The statistics in Iceberg are accurate to the file granularity, that is, each data file records the number of records, average length, maximum and minimum values of all columns.

Obviously, the statistics of file granularity are more effective for filtering predicates (that is, where conditions) in the query.

④ reads and writes API implementations differently:

In metastore mode, the upper engine writes a batch of files and calls the add partition interface of metastore to add these files to a partition.

In Iceberg mode, the upper layer business writes a batch of files and calls the commit API of iceberg to submit this write to form a new snapshot snapshot. This submission method ensures the ACID semantics of the table. At the same time, incremental pull can be realized based on snapshot snapshot submission.

Summarize the advantages of Iceberg over Metastore:

New partition mode: avoid calling namenode's list method n times during query, reduce namenode pressure, and improve query performance.

New metadata mode: file-level column statistics can be used to filter files according to where fields, which can greatly reduce the number of scanned files and improve query performance in many scenarios.

New API mode: integrated storage batch stream

1. Streaming write-incremental pull (based on Iceberg unified storage mode can meet the needs of business batch reading and incremental subscription at the same time)

two。 Batch streams are supported to read and write the same table at the same time, unified table schema. FileNotFoundException will not appear during task execution.

The improvement of Iceberg is reflected in:

03 current situation of Iceberg Community in data Lake

Currently, the main computing engines supported by Iceberg include Spark2.4.5, Spark 3.x and Presto. At the same time, some operation and maintenance work, such as snapshot expiration, small file merge, incremental subscription consumption and other functions can be achieved.

On this basis, the main functions being developed by the community are Hive integration, Flink integration and supporting Update/Delete functions.

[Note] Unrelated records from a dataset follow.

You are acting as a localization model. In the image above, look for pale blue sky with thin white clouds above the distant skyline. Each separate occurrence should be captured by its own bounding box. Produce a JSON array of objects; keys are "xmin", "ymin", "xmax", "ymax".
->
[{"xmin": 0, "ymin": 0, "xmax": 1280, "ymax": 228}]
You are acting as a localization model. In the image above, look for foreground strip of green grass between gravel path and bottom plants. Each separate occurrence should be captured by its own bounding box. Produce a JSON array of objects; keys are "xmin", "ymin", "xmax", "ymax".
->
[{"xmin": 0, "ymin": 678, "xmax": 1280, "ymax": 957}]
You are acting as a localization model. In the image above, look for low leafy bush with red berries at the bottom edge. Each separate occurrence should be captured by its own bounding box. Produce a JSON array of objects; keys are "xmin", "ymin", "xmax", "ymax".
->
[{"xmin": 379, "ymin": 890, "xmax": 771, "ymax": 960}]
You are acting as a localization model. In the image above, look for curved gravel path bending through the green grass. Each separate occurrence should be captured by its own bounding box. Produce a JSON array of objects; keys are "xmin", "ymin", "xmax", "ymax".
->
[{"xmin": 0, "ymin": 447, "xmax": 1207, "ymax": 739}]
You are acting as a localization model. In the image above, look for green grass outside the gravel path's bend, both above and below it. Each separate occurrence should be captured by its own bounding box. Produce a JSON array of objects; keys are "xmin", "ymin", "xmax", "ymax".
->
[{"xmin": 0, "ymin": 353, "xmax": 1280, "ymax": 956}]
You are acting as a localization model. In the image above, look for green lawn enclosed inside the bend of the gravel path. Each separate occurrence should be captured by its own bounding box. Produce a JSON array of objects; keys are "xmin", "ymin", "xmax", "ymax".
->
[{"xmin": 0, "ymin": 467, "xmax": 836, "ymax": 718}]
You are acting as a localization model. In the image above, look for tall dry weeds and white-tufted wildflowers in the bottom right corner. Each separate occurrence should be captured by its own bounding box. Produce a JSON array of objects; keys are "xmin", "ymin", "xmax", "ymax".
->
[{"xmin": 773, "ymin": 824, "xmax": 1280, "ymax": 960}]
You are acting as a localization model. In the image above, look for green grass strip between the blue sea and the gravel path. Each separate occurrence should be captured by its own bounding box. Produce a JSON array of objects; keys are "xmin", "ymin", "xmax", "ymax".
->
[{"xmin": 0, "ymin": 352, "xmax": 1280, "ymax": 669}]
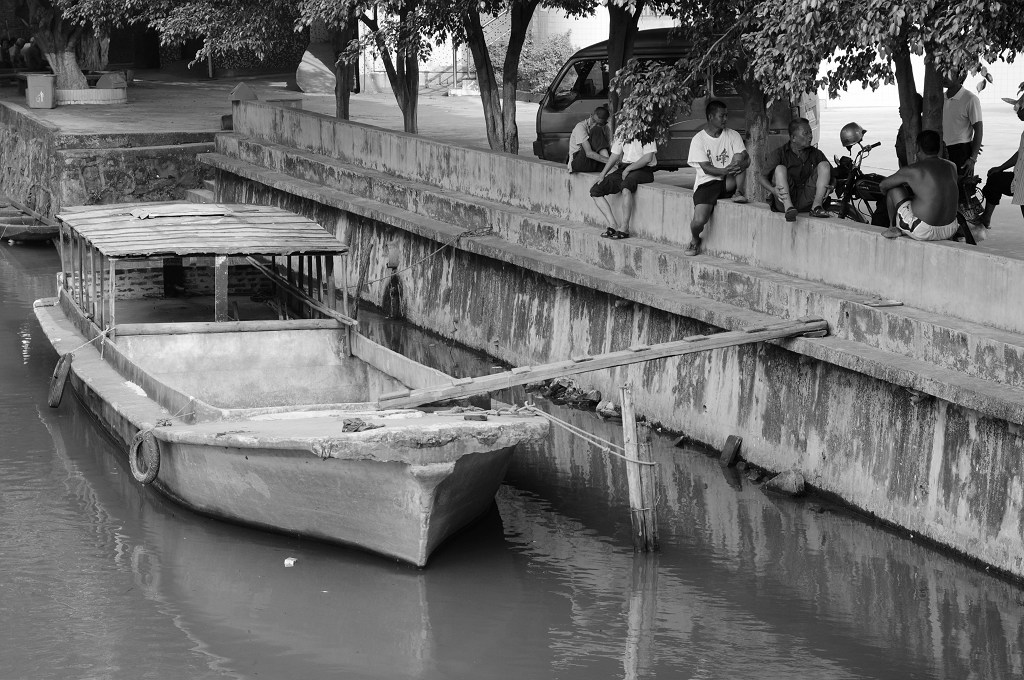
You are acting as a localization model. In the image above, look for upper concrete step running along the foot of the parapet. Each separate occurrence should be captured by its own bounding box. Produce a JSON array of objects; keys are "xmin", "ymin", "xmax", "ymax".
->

I believe that the next version will be able to see the relevant features of Hive/Flink integration.

04 the practical way of NetEase data Lake Iceberg

In view of the current large number of ETL tasks, Iceberg can greatly improve the efficiency of ETL task execution, mainly due to the fact that there is no need to request NameNode partition information in the new Partition mode, and because many data files that do not meet the criteria can be filtered in the file-level statistics mode.

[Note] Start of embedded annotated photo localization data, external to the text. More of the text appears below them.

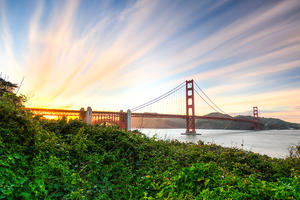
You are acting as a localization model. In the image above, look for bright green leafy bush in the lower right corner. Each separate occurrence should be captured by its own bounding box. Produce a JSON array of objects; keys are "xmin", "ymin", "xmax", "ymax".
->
[{"xmin": 163, "ymin": 163, "xmax": 300, "ymax": 199}]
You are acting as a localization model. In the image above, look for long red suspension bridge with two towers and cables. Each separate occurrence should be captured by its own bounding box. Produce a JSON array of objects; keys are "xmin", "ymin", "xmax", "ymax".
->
[{"xmin": 27, "ymin": 80, "xmax": 262, "ymax": 134}]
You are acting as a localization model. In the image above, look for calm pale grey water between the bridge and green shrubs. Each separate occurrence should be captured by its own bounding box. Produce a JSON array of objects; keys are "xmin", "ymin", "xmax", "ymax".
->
[{"xmin": 139, "ymin": 129, "xmax": 300, "ymax": 158}]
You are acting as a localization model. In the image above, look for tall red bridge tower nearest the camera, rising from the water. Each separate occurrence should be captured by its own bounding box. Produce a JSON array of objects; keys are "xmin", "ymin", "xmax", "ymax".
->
[{"xmin": 185, "ymin": 79, "xmax": 196, "ymax": 134}]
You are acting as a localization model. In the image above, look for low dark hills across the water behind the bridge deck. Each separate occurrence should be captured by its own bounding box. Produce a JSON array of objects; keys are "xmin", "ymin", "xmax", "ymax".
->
[{"xmin": 132, "ymin": 112, "xmax": 300, "ymax": 130}]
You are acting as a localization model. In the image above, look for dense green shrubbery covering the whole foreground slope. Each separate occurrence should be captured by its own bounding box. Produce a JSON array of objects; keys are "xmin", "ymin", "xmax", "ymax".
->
[{"xmin": 0, "ymin": 79, "xmax": 300, "ymax": 199}]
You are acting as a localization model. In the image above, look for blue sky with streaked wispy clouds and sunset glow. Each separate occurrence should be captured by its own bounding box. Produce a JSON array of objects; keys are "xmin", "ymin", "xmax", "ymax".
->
[{"xmin": 0, "ymin": 0, "xmax": 300, "ymax": 123}]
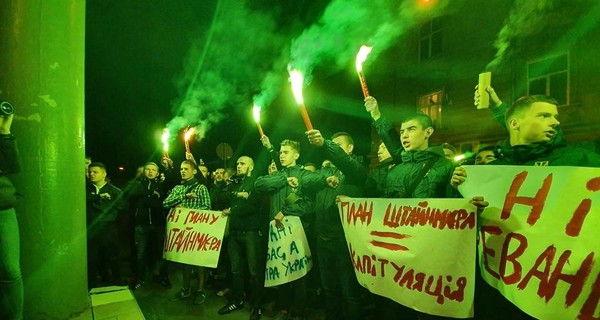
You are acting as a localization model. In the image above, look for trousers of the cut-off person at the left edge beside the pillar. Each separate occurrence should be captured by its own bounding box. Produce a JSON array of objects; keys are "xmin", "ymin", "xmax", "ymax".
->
[{"xmin": 0, "ymin": 209, "xmax": 23, "ymax": 320}]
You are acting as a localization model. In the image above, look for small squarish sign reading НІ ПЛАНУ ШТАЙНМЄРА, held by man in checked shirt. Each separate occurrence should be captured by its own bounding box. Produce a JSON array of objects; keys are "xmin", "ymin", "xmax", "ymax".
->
[{"xmin": 164, "ymin": 207, "xmax": 227, "ymax": 268}]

The current iceberg community only supports Spark2.4.5, and we have done more work on computing engine adaptation on this basis. It mainly includes the following:

Integrate Hive. You can create and delete iceberg tables through Hive, and query data in Iceberg tables through HiveSQL.

Integrate Impala. Users can create a new iceberg inner table\ table through Impala, and query the data in the Iceberg table through Impala. Currently, this feature has been contributed to the Impala community.

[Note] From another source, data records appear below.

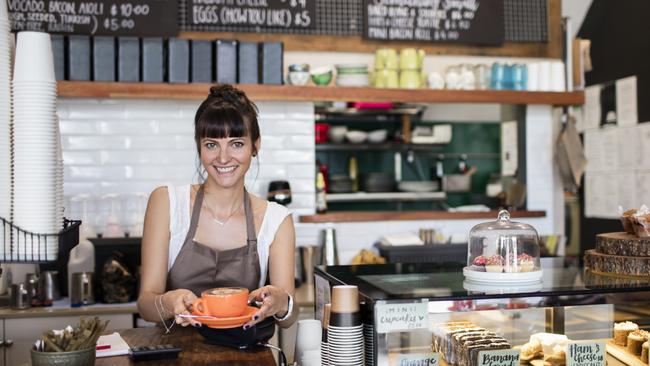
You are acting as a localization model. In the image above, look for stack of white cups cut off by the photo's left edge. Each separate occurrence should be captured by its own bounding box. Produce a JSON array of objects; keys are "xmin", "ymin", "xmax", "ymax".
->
[{"xmin": 0, "ymin": 1, "xmax": 12, "ymax": 258}]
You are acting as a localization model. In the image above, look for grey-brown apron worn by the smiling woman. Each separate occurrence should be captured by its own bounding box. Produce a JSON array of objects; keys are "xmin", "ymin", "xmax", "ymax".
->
[{"xmin": 167, "ymin": 185, "xmax": 260, "ymax": 297}]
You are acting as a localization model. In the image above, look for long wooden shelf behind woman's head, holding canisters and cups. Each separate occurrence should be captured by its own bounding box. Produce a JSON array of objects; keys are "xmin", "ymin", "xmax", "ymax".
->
[{"xmin": 58, "ymin": 81, "xmax": 585, "ymax": 105}]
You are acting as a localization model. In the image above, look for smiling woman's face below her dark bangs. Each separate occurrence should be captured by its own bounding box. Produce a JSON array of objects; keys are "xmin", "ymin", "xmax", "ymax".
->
[{"xmin": 200, "ymin": 136, "xmax": 259, "ymax": 188}]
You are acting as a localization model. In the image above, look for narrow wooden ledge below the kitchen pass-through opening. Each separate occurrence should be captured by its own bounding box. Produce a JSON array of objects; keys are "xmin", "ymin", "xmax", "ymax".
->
[{"xmin": 300, "ymin": 211, "xmax": 546, "ymax": 223}]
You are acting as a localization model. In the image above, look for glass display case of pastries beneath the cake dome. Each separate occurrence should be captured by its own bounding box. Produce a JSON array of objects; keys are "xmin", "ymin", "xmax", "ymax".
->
[{"xmin": 315, "ymin": 258, "xmax": 650, "ymax": 366}]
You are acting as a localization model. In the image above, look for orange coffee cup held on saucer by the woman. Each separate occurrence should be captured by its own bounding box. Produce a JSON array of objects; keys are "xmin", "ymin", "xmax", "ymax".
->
[{"xmin": 192, "ymin": 287, "xmax": 248, "ymax": 318}]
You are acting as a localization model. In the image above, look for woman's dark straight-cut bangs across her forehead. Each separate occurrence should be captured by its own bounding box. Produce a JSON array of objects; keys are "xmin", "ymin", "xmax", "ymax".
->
[{"xmin": 196, "ymin": 108, "xmax": 248, "ymax": 139}]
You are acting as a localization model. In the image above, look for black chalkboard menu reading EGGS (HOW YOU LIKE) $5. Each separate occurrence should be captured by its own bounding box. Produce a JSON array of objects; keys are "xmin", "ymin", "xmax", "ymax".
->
[{"xmin": 186, "ymin": 0, "xmax": 316, "ymax": 29}]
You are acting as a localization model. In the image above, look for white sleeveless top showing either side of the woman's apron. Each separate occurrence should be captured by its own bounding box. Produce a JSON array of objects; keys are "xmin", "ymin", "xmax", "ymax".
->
[{"xmin": 167, "ymin": 184, "xmax": 291, "ymax": 287}]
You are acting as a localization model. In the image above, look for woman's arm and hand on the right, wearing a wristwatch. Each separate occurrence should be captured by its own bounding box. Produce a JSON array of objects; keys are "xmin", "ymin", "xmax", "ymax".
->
[{"xmin": 245, "ymin": 215, "xmax": 299, "ymax": 328}]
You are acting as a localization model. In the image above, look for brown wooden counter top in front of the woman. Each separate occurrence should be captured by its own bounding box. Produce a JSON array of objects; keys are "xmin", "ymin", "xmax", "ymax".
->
[{"xmin": 95, "ymin": 327, "xmax": 276, "ymax": 366}]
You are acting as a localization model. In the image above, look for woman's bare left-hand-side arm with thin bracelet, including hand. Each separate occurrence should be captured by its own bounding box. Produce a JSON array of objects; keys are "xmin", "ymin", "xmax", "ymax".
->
[{"xmin": 138, "ymin": 187, "xmax": 196, "ymax": 326}]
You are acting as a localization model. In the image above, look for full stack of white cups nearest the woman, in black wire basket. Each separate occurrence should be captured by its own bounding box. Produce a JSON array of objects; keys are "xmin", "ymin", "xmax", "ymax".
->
[{"xmin": 12, "ymin": 32, "xmax": 63, "ymax": 260}]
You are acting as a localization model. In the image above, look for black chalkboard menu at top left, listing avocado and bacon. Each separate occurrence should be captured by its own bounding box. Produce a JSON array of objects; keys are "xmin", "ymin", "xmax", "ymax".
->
[{"xmin": 8, "ymin": 0, "xmax": 178, "ymax": 36}]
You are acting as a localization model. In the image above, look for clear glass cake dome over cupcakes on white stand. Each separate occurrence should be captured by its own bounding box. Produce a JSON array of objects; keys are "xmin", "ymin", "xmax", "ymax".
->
[{"xmin": 463, "ymin": 210, "xmax": 542, "ymax": 284}]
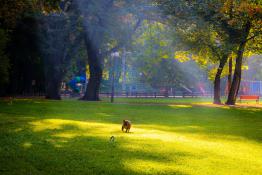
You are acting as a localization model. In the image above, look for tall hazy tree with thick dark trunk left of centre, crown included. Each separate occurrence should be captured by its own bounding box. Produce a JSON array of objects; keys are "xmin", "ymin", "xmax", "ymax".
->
[{"xmin": 71, "ymin": 0, "xmax": 151, "ymax": 101}]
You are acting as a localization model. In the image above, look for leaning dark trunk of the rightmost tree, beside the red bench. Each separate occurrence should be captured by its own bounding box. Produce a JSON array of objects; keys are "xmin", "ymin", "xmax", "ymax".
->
[{"xmin": 226, "ymin": 22, "xmax": 251, "ymax": 105}]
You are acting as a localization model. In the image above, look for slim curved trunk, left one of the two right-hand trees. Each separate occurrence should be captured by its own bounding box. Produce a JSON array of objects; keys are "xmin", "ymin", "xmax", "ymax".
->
[{"xmin": 213, "ymin": 56, "xmax": 227, "ymax": 104}]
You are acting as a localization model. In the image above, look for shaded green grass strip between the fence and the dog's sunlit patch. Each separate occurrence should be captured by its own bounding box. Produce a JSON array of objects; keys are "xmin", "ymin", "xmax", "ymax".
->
[{"xmin": 0, "ymin": 100, "xmax": 262, "ymax": 142}]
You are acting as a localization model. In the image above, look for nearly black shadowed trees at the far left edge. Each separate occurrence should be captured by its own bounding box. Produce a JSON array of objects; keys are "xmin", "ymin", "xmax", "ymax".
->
[{"xmin": 0, "ymin": 0, "xmax": 59, "ymax": 96}]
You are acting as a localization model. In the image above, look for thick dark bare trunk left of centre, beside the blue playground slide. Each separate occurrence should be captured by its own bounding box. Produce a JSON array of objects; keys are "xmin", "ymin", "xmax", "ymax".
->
[{"xmin": 82, "ymin": 35, "xmax": 103, "ymax": 101}]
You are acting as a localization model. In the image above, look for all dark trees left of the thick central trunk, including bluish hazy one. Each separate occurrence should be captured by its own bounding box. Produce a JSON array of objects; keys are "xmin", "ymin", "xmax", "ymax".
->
[{"xmin": 0, "ymin": 0, "xmax": 85, "ymax": 99}]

Integrate Flink. A sink implementation of Flink to Iceberg has been implemented, and businesses can consume data from kafka to write the results to Iceberg. At the same time, we implement the function of asynchronous merging of small files based on Flink engine, so that Flink can write data files and merge small files at the same time. The merging of small files based on Iceberg is submitted by commit, so there is no need to delete the small files before the merge, so it will not cause any exception to the read task.

The above is all the contents of the article "sample Analysis of NetEase data Lake Iceberg". Thank you for reading! I believe we all have a certain understanding, hope to share the content to help you, if you want to learn more knowledge, welcome to follow the industry information channel!

Welcome to subscribe "Shulou Technology Information " to get latest news, interesting things and hot topics in the IT industry, and controls the hottest and latest Internet news, technology news and IT industry trends.

*The comments in the above article only represent the author's personal views and do not represent the views and positions of this website. If you have more insights, please feel free to contribute and share.